CAPE CANAVERAL, Fla., Feb. 20 (UPI) — With the shuttle fleet grounded for the foreseeable future, Russia is seeking additional funding from Europe to pay for extra servicing missions to the International Space Station, the head of the Russian space agency said Thursday.

"If the ISS is to (maintain) a crew of three, four Russian spacecraft will have to be launched this year instead of the originally expected three," said Yuri Koptov, head of the Rosaviakosmos space agency.

In exchange for European funding, Koptov offered to fly European astronauts on long-duration space missions, a slot currently filled only by U.S. astronauts and Russian cosmonauts.

U.S. law intended to stem the transfer of weapons technology to adversaries prohibits the direct financing of Russian spaceships.
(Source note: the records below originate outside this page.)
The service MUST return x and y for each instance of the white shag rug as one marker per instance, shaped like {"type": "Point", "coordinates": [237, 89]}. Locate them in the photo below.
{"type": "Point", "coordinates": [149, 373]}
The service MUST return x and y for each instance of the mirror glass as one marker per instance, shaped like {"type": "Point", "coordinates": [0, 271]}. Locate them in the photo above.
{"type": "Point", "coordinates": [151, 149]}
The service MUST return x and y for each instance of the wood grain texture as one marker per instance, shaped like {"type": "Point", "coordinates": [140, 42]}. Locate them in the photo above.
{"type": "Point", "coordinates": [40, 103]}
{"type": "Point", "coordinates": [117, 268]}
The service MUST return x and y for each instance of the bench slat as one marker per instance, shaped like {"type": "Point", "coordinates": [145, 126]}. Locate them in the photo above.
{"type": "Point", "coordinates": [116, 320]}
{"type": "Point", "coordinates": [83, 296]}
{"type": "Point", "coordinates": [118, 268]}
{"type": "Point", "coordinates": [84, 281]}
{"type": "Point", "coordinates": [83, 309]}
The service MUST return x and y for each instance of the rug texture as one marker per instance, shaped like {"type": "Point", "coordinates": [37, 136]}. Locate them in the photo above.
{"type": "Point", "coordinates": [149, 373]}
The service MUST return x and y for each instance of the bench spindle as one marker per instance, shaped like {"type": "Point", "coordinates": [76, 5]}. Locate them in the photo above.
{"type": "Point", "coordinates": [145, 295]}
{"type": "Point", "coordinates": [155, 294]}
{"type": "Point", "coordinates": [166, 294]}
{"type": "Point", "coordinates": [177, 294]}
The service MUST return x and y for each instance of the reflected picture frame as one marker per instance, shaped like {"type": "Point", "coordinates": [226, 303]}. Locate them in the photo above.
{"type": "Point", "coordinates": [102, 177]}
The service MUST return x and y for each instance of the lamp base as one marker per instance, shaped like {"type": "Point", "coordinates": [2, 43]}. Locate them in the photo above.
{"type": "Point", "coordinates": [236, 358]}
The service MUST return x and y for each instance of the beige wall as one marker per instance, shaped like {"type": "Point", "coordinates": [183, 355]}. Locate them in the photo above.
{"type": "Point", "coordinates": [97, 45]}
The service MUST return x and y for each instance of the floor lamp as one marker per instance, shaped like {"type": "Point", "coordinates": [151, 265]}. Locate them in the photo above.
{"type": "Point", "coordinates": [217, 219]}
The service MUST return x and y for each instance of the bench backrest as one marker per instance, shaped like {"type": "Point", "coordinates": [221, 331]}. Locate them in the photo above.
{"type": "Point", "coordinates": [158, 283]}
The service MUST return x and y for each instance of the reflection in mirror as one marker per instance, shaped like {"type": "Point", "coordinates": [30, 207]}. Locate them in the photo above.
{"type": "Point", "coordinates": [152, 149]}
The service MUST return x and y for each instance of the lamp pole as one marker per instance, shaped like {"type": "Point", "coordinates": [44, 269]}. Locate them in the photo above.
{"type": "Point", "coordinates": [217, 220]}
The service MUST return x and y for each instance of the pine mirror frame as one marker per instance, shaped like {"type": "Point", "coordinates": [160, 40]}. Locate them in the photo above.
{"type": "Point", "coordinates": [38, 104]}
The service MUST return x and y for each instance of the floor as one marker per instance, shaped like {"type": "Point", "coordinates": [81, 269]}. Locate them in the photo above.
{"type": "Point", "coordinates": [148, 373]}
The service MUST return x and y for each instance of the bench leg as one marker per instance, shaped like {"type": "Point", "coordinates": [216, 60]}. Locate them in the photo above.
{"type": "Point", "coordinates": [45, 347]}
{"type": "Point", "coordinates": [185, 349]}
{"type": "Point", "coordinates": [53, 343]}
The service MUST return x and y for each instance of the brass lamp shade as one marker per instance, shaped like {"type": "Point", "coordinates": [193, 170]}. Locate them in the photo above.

At a news conference Thursday, NASA administrator Sean O'Keefe downplayed concerns the United States could find its presence aboard the space station diminished.

"How we treat each other and work through this in times of challenge like we see today is the reason why this kind of partnership was put together," said O'Keefe.

O'Keefe said discussions about how to manage the space station's limited resources and crew assignments are still pending. Among the considerations is flying a two-person caretaker crew to reduce the amount of water needed aboard the outpost.

Koptov, however, said a two-member expedition crew is scheduled to fly to the space station in early May and that the names of the cosmonauts would be announced in two weeks, the Tass news agency reports.

Koptov also said budget shortfalls in Russia will force the cancellation of five of 11 planned Russian space station modules.

NASA was about to begin a final stretch of seven shuttle missions to complete the U.S. portion of the station when the Columbia accident occurred, postponing indefinitely all shuttle flights.

O'Keefe refused to rule out the possibility that the shuttles might never fly again.

"I am not certain of anything in this life," said the administrator. " Feb. 1 reminds us all how risky this business is."